1. The old favorite, caching an instantiated instance.
Species
Singleton
class Collections {
private static class Holder<any T> {
private species List<T> empty = new EmptyList<T>();
}
static<any T> List<T> emptyList() { return Holder<T>.empty; }
}
class Collections {
private singleton Holder<any T> {
private empty = new EmptyList<T>();
}
static<any T> List<T> emptyList() { return Holder<T>.empty; }
}
Note that in this case, species by itself isn't enough -- we
still need a holder class, and its a bit ugly. Arguably we could
merge Holder into EmptyList (if that's under our control) but
because Collections is an old-style "static bag" class (aka "sin
bin"), we would still need a holder class for state. (Collections
could share a single holder for multiple things; empty list,
empty set, etc.)
Neither the left nor the right seems particularly better than the
other here. (If we were putting this method on Collection, where
it would likely go in new code since now interfaces can have
statics, the species approach would win, since we'd not need the
holder class any more.)
2. Instantiation tracking.
Species
Singleton
class Foo<any T> {
private species int count;
private species List<Foo<T>> foos;
public Foo() {
++count;
foos.add(this);
}
}
class Foo<any T> {
private singleton FooStuff<T> {
private int count;
private List<Foo<T>> foos;
}
public Foo() {
++Foo<T>.count;
Foo<T>.foos.add(this);
}
}
Because the state is directly tied to the instantiation, the left
seems more attractive -- doesn't require an extra artifact, and
the constructor body seems more straightforward.
3. Implicit-like associations. Here, we're caching type
associations. For example, suppose we have a Box<T>, and we want
to cache the associated class for List<T>.
Species
Singleton
class Box<any T> {
private species Class<List<T>> listClass
= Class.forSpecialization(List, T.crass);
}
class Box<any T> {
private singleton ListBuddy<any T> {
Class<List<T>> clazz
= Class.forSpecialization(List, T.crass);
}
}
The extra singleton declaration feels like "noise" here, because
again the association is with the full set of type args for the
class.
4. Static factories. Arguably, it makes sense to move factories
to the types they describe.
Species
Singleton
interface List<any T> {
private species List<T> empty = new EmptyList<>();
species List<T> emptyList() { return empty; }
}
interface List<any T> {
private singleton Stuff<any T> {
List<T> empty = new EmptyList<>();
}
species List<T> emptyList() { return Stuff<T>.empty; }
}
In this model, you'd get an empty list with
List<T> aList = List<T>.empty()
rather than
List<T> aList = Collections.<T>empty();
In the latter, the type witnesses can be omitted; in the former
they probably can be as well but that's something new.
5. Typevar shredding.
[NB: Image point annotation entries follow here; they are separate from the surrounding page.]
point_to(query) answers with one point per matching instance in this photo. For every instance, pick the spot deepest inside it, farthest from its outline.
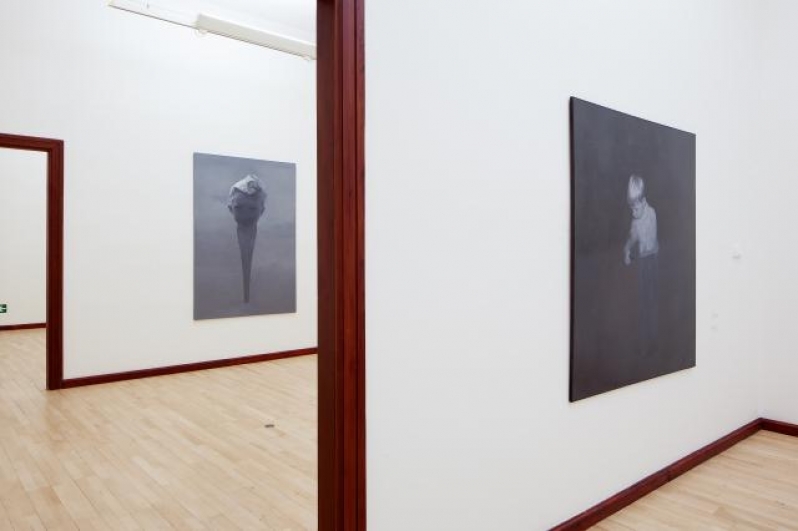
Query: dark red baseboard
(784, 428)
(4, 328)
(626, 497)
(186, 367)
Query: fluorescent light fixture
(275, 41)
(217, 26)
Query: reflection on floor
(189, 451)
(752, 486)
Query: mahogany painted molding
(29, 326)
(341, 228)
(626, 497)
(55, 246)
(186, 367)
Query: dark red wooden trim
(55, 247)
(778, 426)
(186, 367)
(29, 326)
(341, 163)
(651, 483)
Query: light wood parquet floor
(188, 451)
(753, 486)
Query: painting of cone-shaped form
(244, 237)
(247, 203)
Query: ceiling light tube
(224, 28)
(267, 39)
(149, 10)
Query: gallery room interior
(349, 264)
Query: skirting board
(4, 328)
(626, 497)
(187, 367)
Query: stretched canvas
(244, 237)
(633, 249)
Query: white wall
(774, 318)
(467, 206)
(23, 236)
(134, 98)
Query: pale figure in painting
(642, 247)
(247, 204)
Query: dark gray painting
(633, 250)
(244, 237)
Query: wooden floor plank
(753, 486)
(188, 451)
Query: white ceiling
(294, 18)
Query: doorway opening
(54, 149)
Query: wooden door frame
(341, 166)
(55, 247)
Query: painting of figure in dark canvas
(633, 250)
(244, 237)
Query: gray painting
(633, 250)
(244, 237)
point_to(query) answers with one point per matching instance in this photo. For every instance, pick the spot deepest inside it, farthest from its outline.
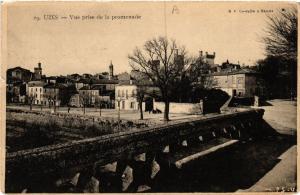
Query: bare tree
(281, 44)
(281, 34)
(84, 99)
(164, 63)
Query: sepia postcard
(148, 96)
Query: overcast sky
(67, 46)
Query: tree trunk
(166, 113)
(141, 110)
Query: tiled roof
(55, 86)
(233, 72)
(18, 68)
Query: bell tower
(111, 71)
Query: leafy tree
(280, 41)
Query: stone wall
(81, 156)
(179, 108)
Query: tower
(111, 71)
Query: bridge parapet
(123, 147)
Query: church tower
(111, 71)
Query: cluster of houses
(115, 91)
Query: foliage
(279, 68)
(166, 64)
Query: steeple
(111, 70)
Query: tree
(280, 41)
(84, 99)
(281, 34)
(165, 63)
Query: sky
(67, 46)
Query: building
(208, 58)
(238, 82)
(125, 97)
(18, 74)
(88, 95)
(16, 93)
(111, 71)
(55, 94)
(127, 94)
(38, 72)
(36, 92)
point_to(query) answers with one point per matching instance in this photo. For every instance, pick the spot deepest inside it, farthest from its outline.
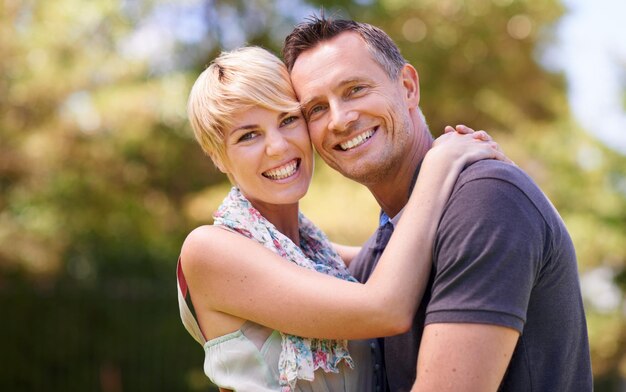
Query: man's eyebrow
(341, 84)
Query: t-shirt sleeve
(487, 255)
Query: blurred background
(101, 180)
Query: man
(503, 308)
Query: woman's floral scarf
(299, 357)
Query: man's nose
(275, 143)
(341, 116)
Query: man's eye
(356, 89)
(288, 120)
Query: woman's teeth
(357, 141)
(284, 171)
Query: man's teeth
(282, 172)
(357, 141)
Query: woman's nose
(275, 143)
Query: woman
(245, 272)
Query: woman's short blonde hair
(236, 81)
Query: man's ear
(410, 82)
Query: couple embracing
(469, 284)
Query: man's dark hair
(316, 29)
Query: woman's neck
(283, 216)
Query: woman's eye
(288, 120)
(247, 136)
(316, 109)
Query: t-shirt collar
(383, 218)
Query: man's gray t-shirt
(502, 256)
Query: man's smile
(356, 141)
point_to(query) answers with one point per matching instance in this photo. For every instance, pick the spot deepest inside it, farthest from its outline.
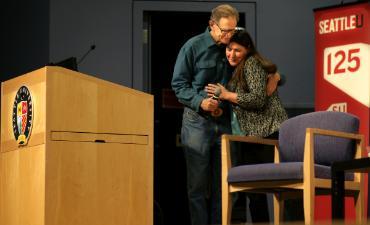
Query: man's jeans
(200, 137)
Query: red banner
(342, 39)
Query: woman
(254, 112)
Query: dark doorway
(168, 31)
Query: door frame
(140, 50)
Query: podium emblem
(22, 115)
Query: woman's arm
(256, 96)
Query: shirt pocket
(210, 64)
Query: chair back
(327, 149)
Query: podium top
(68, 101)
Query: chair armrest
(359, 138)
(308, 158)
(250, 139)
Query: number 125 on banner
(344, 60)
(347, 68)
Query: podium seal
(22, 116)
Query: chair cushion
(327, 149)
(273, 172)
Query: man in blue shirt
(201, 61)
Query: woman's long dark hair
(243, 38)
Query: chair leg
(278, 209)
(360, 207)
(308, 204)
(226, 207)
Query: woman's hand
(272, 83)
(217, 91)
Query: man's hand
(209, 104)
(272, 82)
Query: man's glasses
(225, 31)
(229, 31)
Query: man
(201, 61)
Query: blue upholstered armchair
(308, 144)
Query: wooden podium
(89, 156)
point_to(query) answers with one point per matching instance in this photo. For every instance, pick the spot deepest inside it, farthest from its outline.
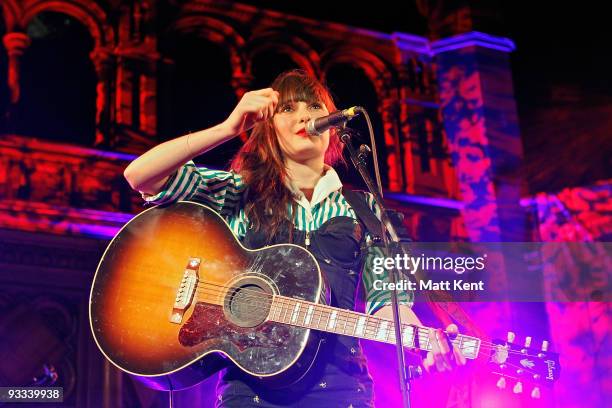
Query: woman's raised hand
(254, 106)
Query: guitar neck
(329, 319)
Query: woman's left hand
(444, 356)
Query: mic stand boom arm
(391, 241)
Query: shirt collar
(326, 185)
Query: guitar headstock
(524, 364)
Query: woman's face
(290, 122)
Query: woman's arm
(149, 172)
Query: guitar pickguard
(208, 322)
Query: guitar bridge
(186, 290)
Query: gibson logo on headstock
(551, 368)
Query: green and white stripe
(223, 191)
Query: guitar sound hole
(247, 304)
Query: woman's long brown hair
(261, 161)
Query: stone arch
(296, 48)
(88, 13)
(11, 12)
(381, 75)
(218, 32)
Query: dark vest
(337, 246)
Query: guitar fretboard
(316, 316)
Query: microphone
(315, 127)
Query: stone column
(388, 110)
(102, 60)
(481, 123)
(15, 44)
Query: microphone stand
(391, 240)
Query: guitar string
(258, 294)
(346, 317)
(423, 337)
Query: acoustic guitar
(176, 297)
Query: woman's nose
(304, 115)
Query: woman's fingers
(444, 356)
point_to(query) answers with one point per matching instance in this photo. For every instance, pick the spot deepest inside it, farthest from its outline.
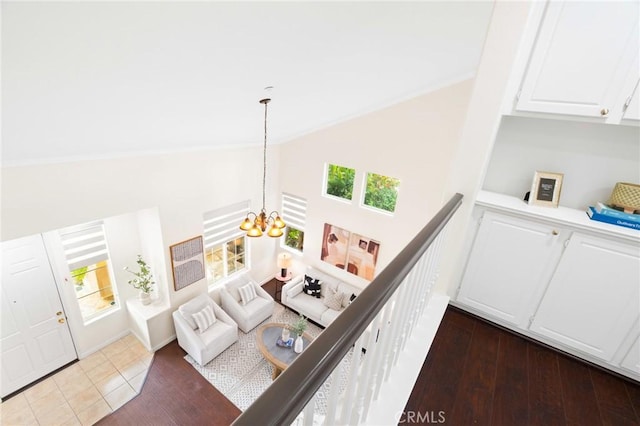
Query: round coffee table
(278, 356)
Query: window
(340, 181)
(381, 192)
(87, 256)
(224, 241)
(294, 214)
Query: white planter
(145, 298)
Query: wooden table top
(266, 338)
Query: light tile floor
(84, 392)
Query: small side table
(280, 280)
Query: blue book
(594, 215)
(602, 208)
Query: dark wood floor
(478, 374)
(475, 374)
(174, 393)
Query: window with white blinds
(87, 255)
(294, 214)
(224, 241)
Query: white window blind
(294, 211)
(222, 225)
(84, 246)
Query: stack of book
(285, 344)
(603, 213)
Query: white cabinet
(556, 276)
(631, 362)
(511, 263)
(583, 60)
(593, 298)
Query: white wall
(480, 128)
(172, 191)
(414, 141)
(124, 245)
(592, 156)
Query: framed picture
(187, 262)
(352, 252)
(545, 190)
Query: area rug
(242, 374)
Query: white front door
(35, 338)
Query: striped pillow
(247, 293)
(205, 318)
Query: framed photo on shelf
(545, 189)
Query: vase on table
(285, 334)
(298, 346)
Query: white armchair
(249, 311)
(204, 345)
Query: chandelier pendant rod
(264, 158)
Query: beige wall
(414, 141)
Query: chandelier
(256, 224)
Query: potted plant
(299, 327)
(143, 280)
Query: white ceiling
(91, 80)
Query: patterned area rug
(242, 374)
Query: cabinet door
(632, 361)
(593, 299)
(582, 55)
(511, 261)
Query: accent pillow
(247, 293)
(312, 286)
(333, 300)
(204, 318)
(347, 299)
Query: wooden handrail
(287, 396)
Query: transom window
(339, 181)
(87, 256)
(381, 192)
(294, 213)
(225, 242)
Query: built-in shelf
(561, 215)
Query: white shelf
(561, 215)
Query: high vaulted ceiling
(102, 79)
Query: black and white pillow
(311, 286)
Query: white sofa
(315, 308)
(206, 345)
(248, 315)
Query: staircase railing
(380, 319)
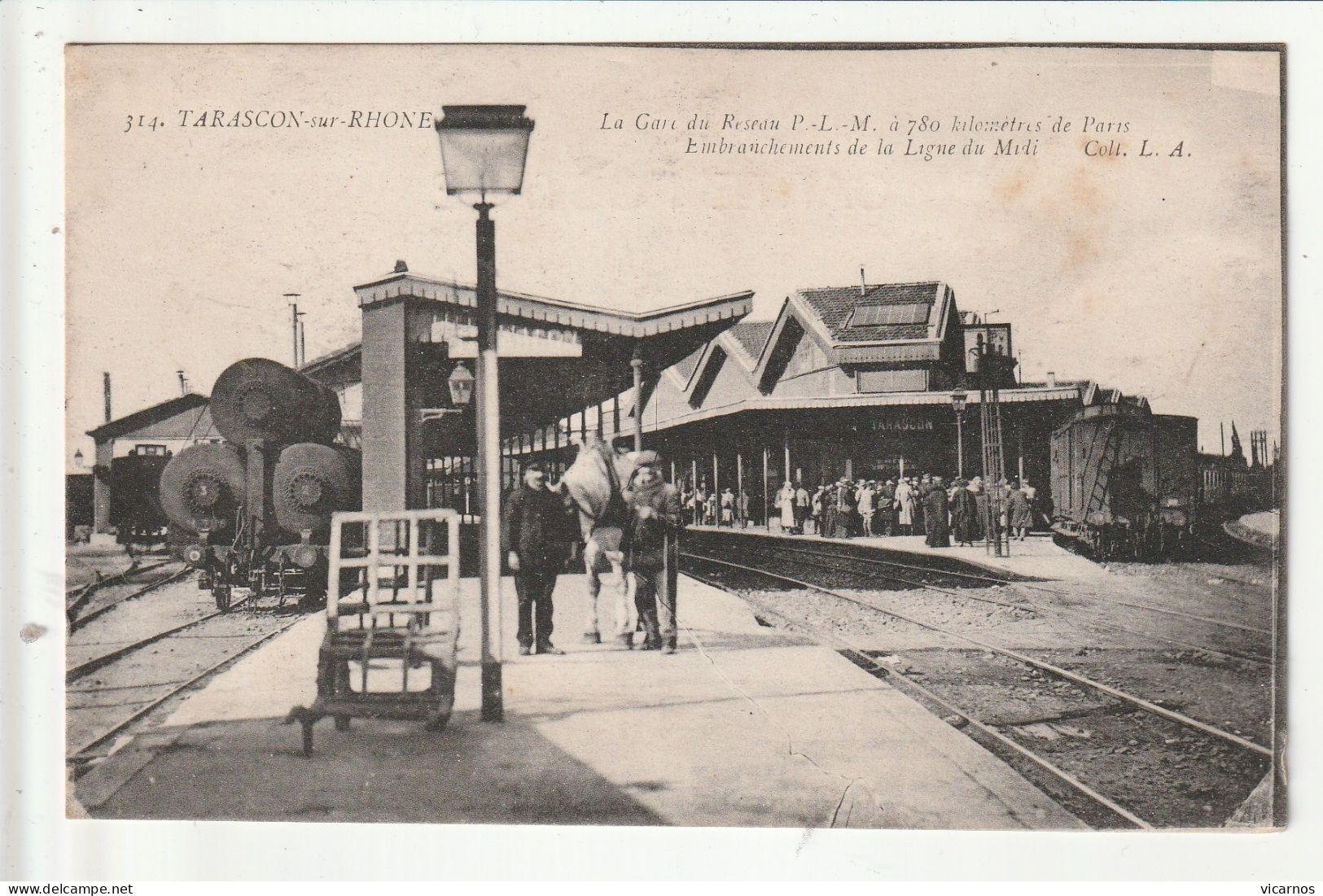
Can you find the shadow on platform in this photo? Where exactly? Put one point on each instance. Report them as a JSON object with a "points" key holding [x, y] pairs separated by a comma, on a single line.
{"points": [[375, 772]]}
Here, we have separate state for
different subsets of variables. This should be the place where
the singleton approach shines.
Species
Singleton
class HashMap<any K, any V> {
private static class Keys<any K> {
species Set<K> allKeys = ...
}
private static class Vals<any V> {
species Set<V> allVals = ...
}
void put(K k, V v) {
Keys<K>.allKeys.add(k);
Vals<V>.allVals.add(v);
}
}
class HashMap<any K, any V> {
private singleton Keys<any K> {
Set<K> allKeys = ...
}
private singleton Vals<any V> {
Set<V> allVals = ...
}
void put(K k, V v) {
Keys<K>.allKeys.add(k);
Vals<V>.allVals.add(v);
}
}
But, it doesn't really shine that much; the left is not really
much worse than the right, just a little more fussy.
In cases where the singleton approach is more natural, the
corresponding "species in static class" idiom isn't so bad
either. But in cases where the species approach is more natural,
there's something unappealing about creating classes (both in
source and runtime footprint) in cases 2/3/4 when we don't need
one. The only place where the singleton approach seems to win big
is when there are multiple variables in the same scope bound by
invariants -- here, the singleton having a ctor is a big win --
but how often does this happen?
So our conclusion is that the species-placement is as good or
better for the identified use cases -- and it also fits cleanly
into the existing model for member placement.